En mars 2015, sur le portail Web SuperJob, est apparue une annonce pour un poste « d’opérateur Internet (de nuit) ». Le bureau, situé dans le quartier de Primorsky, cherchait un employé et proposait un salaire de 40 à 50 000 roubles [environ 678 à 847 dollars pour travailler] par tranches horaires (de 21:00 à 09:00). Les tâches incluaient la rédaction de contenus « informationnels, analytiques et d’actualité » sur des « sujets préalablement définis ». La liste des exigences requises pour le poste comprenait un « anglais courant », une « bonne maîtrise » de la langue écrite et une certaine créativité.

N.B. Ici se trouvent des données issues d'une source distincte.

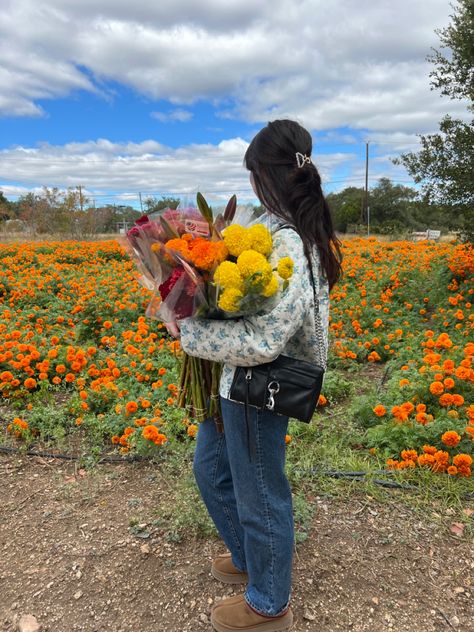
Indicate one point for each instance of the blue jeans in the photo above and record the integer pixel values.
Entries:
(250, 501)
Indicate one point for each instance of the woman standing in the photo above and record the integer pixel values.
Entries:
(249, 499)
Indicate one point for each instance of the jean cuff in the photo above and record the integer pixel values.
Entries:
(282, 612)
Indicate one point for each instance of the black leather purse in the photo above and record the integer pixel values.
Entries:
(286, 385)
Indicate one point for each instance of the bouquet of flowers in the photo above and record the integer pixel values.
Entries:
(198, 265)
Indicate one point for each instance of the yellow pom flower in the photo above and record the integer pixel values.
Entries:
(237, 239)
(285, 268)
(271, 288)
(254, 268)
(261, 239)
(229, 300)
(228, 275)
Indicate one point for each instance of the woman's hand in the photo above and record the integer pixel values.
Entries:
(173, 329)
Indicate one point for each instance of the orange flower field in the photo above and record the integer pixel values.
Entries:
(78, 356)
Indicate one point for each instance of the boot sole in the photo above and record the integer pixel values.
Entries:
(229, 578)
(278, 625)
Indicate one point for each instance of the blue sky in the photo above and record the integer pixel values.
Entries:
(162, 98)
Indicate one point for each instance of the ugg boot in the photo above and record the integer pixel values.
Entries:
(235, 615)
(223, 569)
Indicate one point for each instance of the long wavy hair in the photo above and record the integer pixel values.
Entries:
(294, 193)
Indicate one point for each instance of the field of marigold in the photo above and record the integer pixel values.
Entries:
(78, 359)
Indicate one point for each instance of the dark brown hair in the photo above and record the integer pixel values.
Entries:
(293, 193)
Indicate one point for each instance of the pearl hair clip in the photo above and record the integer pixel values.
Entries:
(302, 159)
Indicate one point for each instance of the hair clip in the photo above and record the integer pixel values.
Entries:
(302, 159)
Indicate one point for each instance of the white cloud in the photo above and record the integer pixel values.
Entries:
(180, 115)
(150, 168)
(329, 64)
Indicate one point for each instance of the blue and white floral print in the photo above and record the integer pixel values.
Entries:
(288, 328)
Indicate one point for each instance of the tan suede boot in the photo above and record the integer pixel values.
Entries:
(234, 615)
(223, 569)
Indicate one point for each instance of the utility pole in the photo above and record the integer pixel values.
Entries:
(366, 202)
(80, 197)
(364, 211)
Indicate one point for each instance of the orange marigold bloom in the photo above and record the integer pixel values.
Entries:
(441, 456)
(436, 388)
(150, 432)
(446, 399)
(462, 460)
(160, 439)
(462, 372)
(426, 459)
(131, 407)
(451, 438)
(421, 418)
(458, 400)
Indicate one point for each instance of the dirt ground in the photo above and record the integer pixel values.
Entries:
(70, 558)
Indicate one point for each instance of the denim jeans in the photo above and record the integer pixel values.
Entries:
(250, 501)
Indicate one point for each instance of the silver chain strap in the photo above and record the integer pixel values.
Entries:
(322, 352)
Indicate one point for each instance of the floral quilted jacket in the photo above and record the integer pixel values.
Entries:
(289, 327)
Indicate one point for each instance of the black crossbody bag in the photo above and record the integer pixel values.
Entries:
(286, 385)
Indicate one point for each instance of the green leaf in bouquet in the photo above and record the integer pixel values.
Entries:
(205, 209)
(219, 225)
(230, 209)
(169, 231)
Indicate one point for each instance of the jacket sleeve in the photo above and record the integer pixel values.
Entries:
(255, 339)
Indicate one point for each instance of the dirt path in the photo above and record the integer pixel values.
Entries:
(70, 558)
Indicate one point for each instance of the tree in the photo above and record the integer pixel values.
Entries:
(445, 164)
(153, 204)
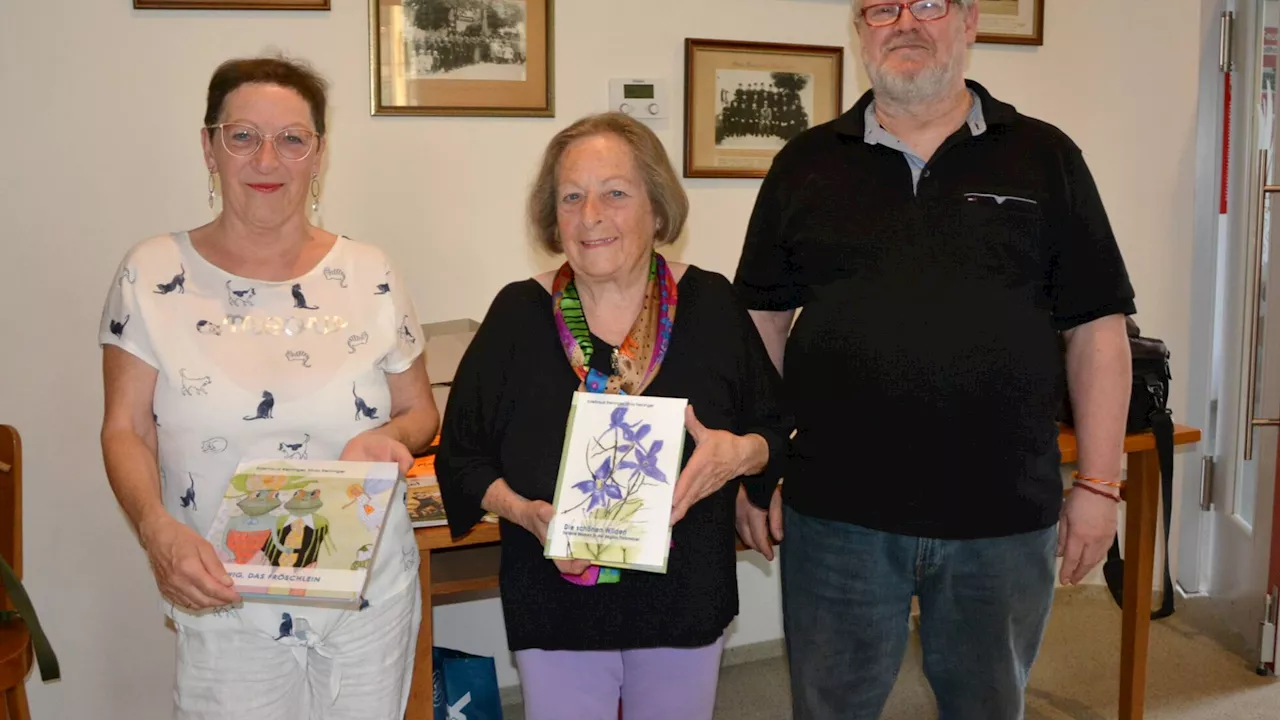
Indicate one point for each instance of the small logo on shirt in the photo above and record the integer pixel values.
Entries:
(999, 199)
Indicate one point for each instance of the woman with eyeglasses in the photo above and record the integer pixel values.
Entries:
(256, 336)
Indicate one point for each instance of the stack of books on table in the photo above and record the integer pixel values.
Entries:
(425, 506)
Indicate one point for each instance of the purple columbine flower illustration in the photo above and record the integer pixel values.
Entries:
(647, 461)
(600, 487)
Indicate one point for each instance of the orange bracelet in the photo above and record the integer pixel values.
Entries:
(1096, 491)
(1088, 479)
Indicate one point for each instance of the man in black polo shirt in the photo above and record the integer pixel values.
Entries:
(942, 246)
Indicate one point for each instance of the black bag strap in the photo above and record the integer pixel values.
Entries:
(45, 657)
(1161, 427)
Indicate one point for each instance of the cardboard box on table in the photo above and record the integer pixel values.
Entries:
(446, 342)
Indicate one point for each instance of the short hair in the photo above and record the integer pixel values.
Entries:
(293, 74)
(666, 195)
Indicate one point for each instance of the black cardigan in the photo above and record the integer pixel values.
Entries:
(506, 419)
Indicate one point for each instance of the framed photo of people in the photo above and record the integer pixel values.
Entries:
(231, 4)
(461, 57)
(1011, 22)
(745, 100)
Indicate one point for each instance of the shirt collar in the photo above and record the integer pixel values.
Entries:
(877, 135)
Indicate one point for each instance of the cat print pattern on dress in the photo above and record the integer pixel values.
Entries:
(356, 340)
(362, 409)
(240, 297)
(298, 356)
(177, 283)
(407, 333)
(336, 274)
(264, 408)
(208, 327)
(296, 450)
(193, 386)
(188, 499)
(300, 301)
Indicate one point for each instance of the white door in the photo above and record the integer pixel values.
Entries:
(1226, 532)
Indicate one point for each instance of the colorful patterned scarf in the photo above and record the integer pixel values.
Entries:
(635, 363)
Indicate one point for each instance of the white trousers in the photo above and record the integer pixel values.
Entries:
(352, 665)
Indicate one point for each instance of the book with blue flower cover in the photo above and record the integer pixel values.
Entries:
(617, 475)
(304, 531)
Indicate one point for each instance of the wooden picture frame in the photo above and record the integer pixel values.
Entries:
(745, 100)
(231, 4)
(479, 58)
(1011, 22)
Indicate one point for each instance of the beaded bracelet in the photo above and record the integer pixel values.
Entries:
(1088, 479)
(1096, 491)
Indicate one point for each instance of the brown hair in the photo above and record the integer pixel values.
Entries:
(666, 195)
(295, 74)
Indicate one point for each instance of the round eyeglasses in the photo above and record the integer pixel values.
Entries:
(291, 144)
(885, 14)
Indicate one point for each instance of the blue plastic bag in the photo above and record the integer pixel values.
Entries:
(464, 686)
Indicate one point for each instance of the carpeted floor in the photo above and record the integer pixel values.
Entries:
(1196, 673)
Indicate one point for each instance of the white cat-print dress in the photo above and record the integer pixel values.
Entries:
(251, 369)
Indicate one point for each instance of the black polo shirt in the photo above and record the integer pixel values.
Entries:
(926, 368)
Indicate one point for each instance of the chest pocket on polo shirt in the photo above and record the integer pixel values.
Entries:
(1005, 236)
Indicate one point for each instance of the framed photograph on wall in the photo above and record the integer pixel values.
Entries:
(231, 4)
(462, 58)
(745, 100)
(1011, 22)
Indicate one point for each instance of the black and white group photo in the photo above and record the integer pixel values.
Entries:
(466, 39)
(760, 110)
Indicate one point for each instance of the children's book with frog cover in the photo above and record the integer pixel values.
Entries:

L’annonce a été publiée par une société de Saint-Pétersbourg, Internet Research (devenue une partie intégrante de Teka fin 2015). Un ancien officier de police du district de Moskovsky, Mikhail Bystrov, était alors enregistré comme propriétaire de la société. Cette même personne était le PDG du Centre de recherche d’Internet, et dirige toujours Glavset, immatriculée au 55, rue Savushkina (données fournies par le service d’information SPARK-Interfax). L’annonce du SuperJob décrit l’employeur — Internet Research — comme une « importante société stable » comportant une cinquantaine de salariés.

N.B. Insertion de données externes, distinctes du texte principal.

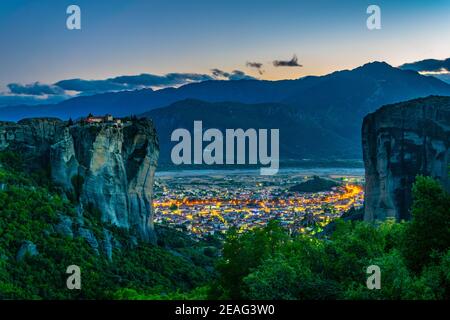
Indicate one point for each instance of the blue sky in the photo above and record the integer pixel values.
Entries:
(130, 37)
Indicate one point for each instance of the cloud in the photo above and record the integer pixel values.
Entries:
(35, 89)
(170, 79)
(428, 65)
(234, 75)
(287, 63)
(256, 65)
(240, 75)
(220, 73)
(38, 93)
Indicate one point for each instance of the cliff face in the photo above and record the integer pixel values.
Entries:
(109, 166)
(401, 141)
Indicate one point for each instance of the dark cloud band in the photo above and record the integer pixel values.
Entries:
(287, 63)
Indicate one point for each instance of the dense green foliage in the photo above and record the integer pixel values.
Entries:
(265, 263)
(414, 258)
(30, 212)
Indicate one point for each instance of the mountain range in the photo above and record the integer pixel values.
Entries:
(319, 117)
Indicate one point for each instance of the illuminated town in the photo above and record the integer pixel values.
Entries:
(210, 204)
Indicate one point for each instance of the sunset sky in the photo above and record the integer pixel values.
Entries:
(130, 37)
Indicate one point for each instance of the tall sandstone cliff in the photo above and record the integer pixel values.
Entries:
(401, 141)
(111, 166)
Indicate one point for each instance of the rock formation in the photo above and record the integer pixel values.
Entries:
(108, 165)
(401, 141)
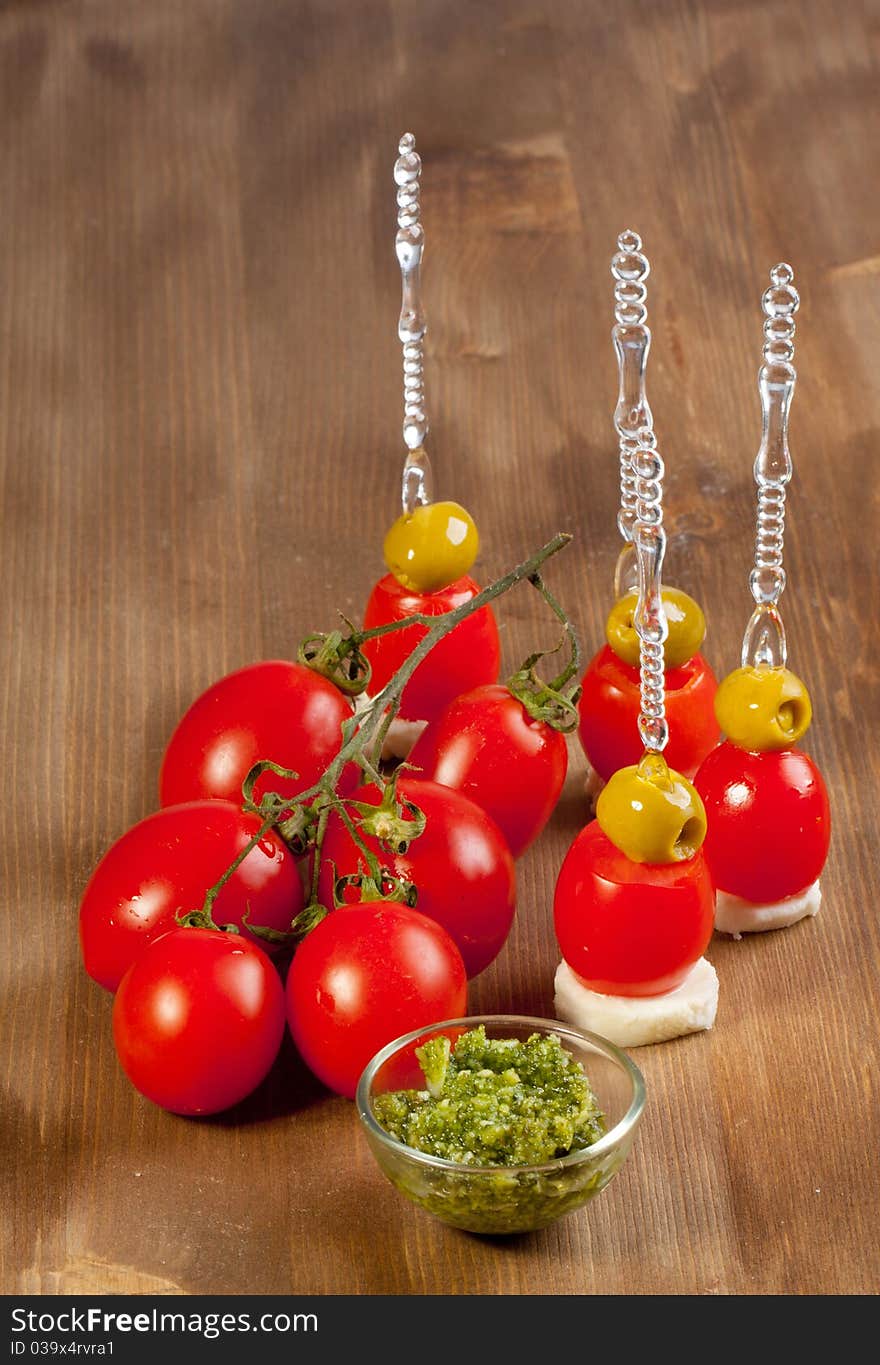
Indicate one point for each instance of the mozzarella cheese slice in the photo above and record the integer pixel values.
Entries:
(736, 916)
(633, 1021)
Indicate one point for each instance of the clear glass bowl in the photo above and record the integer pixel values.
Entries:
(505, 1199)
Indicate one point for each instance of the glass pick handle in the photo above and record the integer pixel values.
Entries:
(412, 325)
(650, 620)
(764, 640)
(632, 343)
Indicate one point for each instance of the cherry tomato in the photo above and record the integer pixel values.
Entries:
(460, 863)
(165, 864)
(609, 711)
(273, 710)
(198, 1020)
(631, 928)
(470, 655)
(768, 821)
(363, 976)
(487, 745)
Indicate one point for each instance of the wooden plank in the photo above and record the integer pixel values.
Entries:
(199, 455)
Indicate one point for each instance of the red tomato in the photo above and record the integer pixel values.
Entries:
(273, 710)
(470, 655)
(631, 928)
(362, 978)
(609, 710)
(487, 745)
(460, 863)
(768, 822)
(198, 1020)
(165, 864)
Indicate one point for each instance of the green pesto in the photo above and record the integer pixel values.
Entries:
(495, 1102)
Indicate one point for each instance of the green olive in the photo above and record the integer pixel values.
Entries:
(433, 546)
(684, 617)
(763, 707)
(651, 812)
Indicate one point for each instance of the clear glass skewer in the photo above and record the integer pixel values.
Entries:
(632, 343)
(412, 325)
(650, 620)
(764, 639)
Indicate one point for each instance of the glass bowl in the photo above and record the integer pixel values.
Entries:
(505, 1199)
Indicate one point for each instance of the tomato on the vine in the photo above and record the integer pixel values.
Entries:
(198, 1020)
(489, 747)
(609, 714)
(467, 657)
(164, 866)
(631, 928)
(273, 710)
(363, 976)
(768, 821)
(460, 864)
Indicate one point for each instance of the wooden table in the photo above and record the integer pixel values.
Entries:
(199, 427)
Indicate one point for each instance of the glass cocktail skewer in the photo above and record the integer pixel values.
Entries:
(431, 546)
(635, 905)
(412, 324)
(761, 793)
(632, 344)
(610, 695)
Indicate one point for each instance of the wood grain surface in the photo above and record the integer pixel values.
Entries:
(199, 442)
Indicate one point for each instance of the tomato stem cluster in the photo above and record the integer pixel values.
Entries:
(303, 819)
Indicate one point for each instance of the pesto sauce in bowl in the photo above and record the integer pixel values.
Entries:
(495, 1102)
(500, 1137)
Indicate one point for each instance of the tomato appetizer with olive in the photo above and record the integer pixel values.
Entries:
(609, 705)
(764, 795)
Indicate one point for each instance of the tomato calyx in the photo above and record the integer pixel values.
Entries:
(337, 658)
(554, 702)
(543, 700)
(371, 889)
(394, 822)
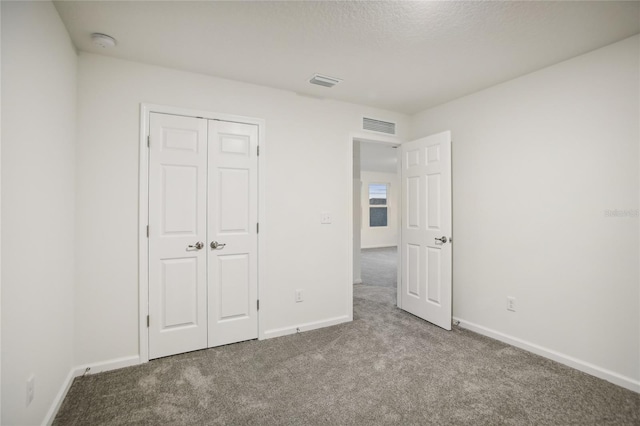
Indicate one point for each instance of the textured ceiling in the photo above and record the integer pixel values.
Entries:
(402, 56)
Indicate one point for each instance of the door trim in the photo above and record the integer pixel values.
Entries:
(143, 211)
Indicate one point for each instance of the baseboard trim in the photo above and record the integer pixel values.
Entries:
(578, 364)
(97, 367)
(278, 332)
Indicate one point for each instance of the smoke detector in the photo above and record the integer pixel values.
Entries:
(103, 41)
(323, 80)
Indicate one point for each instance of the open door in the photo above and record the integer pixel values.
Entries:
(426, 229)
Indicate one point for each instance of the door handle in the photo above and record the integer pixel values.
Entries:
(216, 245)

Les annonces de ce type étaient utilisées pour recruter des gens qui travaillaient en temps réel dans des communautés américaines, comme l’a rapporté un ancien employé de « l’usine » à RBC. Un autre ancien employé ajoute que c’est depuis le début du printemps 2015 qu’ils ont commencé à « recevoir des missions visant à discréditer certains candidats » de l’élection présidentielle américaine.

Mais le travail dans les communautés en réseau lancé par « l’usine » est bientôt devenu impossible : le 2 juin 2015, un article intitulé « L’Agence », d’Adrian Chen, a été publié dans le New York Times Magazine, et le lendemain de la publication, Facebook a bloqué tous les groupes, comptes d’administrateurs fictifs en anglais de l’usine, et même une partie des pages personnelles des employés des bureaux de la rue Savushkina, selon nos sources. Mais les trolls étaient des combattants aguerris : ils sont partis pour un nouveau tour, et en conséquence, la plupart des communautés virtuelles suspendues en août 2017 étaient celles créées après la publication de l’enquête de Chen.

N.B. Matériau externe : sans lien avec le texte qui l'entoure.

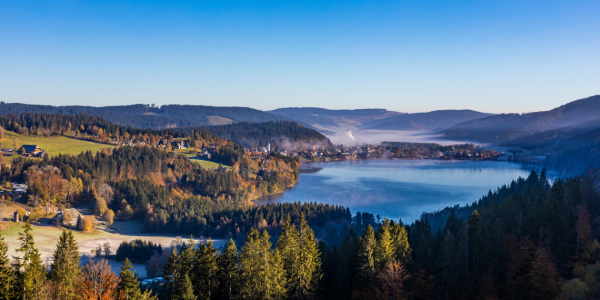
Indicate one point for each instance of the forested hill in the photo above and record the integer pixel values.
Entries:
(126, 115)
(146, 116)
(506, 127)
(281, 134)
(435, 120)
(331, 119)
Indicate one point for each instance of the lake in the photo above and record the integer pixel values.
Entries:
(400, 188)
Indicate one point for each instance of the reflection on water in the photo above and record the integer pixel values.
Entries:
(400, 188)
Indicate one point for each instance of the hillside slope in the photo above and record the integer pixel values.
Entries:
(145, 116)
(507, 127)
(439, 119)
(330, 119)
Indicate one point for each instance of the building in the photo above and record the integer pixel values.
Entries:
(205, 154)
(29, 149)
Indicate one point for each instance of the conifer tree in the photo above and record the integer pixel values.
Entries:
(384, 251)
(288, 248)
(365, 266)
(544, 277)
(278, 277)
(33, 273)
(65, 269)
(309, 274)
(205, 270)
(402, 248)
(7, 276)
(228, 271)
(128, 288)
(254, 259)
(169, 273)
(185, 290)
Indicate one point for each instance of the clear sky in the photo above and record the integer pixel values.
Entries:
(409, 56)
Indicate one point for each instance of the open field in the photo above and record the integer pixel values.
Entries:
(53, 145)
(218, 120)
(46, 237)
(206, 164)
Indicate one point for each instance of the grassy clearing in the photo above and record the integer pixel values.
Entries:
(206, 164)
(53, 145)
(46, 237)
(218, 120)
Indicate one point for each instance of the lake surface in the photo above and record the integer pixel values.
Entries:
(400, 188)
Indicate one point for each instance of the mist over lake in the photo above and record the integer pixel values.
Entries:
(400, 188)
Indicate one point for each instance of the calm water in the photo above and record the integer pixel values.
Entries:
(400, 188)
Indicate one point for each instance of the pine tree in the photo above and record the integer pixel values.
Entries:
(206, 270)
(7, 277)
(402, 247)
(544, 277)
(185, 290)
(33, 273)
(169, 272)
(384, 251)
(365, 266)
(129, 286)
(278, 277)
(309, 274)
(255, 260)
(228, 271)
(344, 278)
(65, 269)
(288, 248)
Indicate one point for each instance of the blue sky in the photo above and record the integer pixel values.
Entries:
(409, 56)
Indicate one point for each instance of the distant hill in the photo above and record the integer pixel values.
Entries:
(435, 120)
(145, 116)
(329, 119)
(280, 134)
(506, 127)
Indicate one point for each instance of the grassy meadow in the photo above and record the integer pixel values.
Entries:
(206, 164)
(53, 145)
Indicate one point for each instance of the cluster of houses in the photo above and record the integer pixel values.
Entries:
(31, 151)
(175, 145)
(524, 156)
(18, 189)
(25, 150)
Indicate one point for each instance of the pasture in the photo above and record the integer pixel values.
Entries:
(54, 145)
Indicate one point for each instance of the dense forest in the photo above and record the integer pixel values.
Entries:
(281, 135)
(148, 116)
(530, 240)
(170, 192)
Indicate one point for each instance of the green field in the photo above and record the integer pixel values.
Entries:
(206, 164)
(53, 145)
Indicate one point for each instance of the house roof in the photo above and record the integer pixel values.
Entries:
(29, 148)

Lorsque Facebook bloque des comptes de trolls, le département informatique du Centre achète des serveurs de proxys, distribue des nouvelles adresses IP et des systèmes d’exploitation virtuels, et le travail reprend, comme nous relate l’ancien employé de « l’usine ». De nouvelles cartes SIM ou numéros de « nuage » sont également achetés, des nouveaux comptes de paiement sont ouverts, et parfois des packs de documentation pour enregistrer les comptes, ajoute notre source au sein de « l’usine ». Jusqu’à 200 000 roubles (environ 3 400 dollars) sont dépensés chaque mois pour la maintenance informatique, selon les informations d’une autre source, bien informée des activités de l’organisation.

Des dépense autrement plus importantes sont occasionnées par les salaires. En l’espace d’un an, à l’été 2016, le nombre de salariés du « Département américain » des bureaux de la rue Savushkina a presque triplé et atteint 80-90. Cela représente environ un dixième du nombre total de personnes liées à « l’usine ».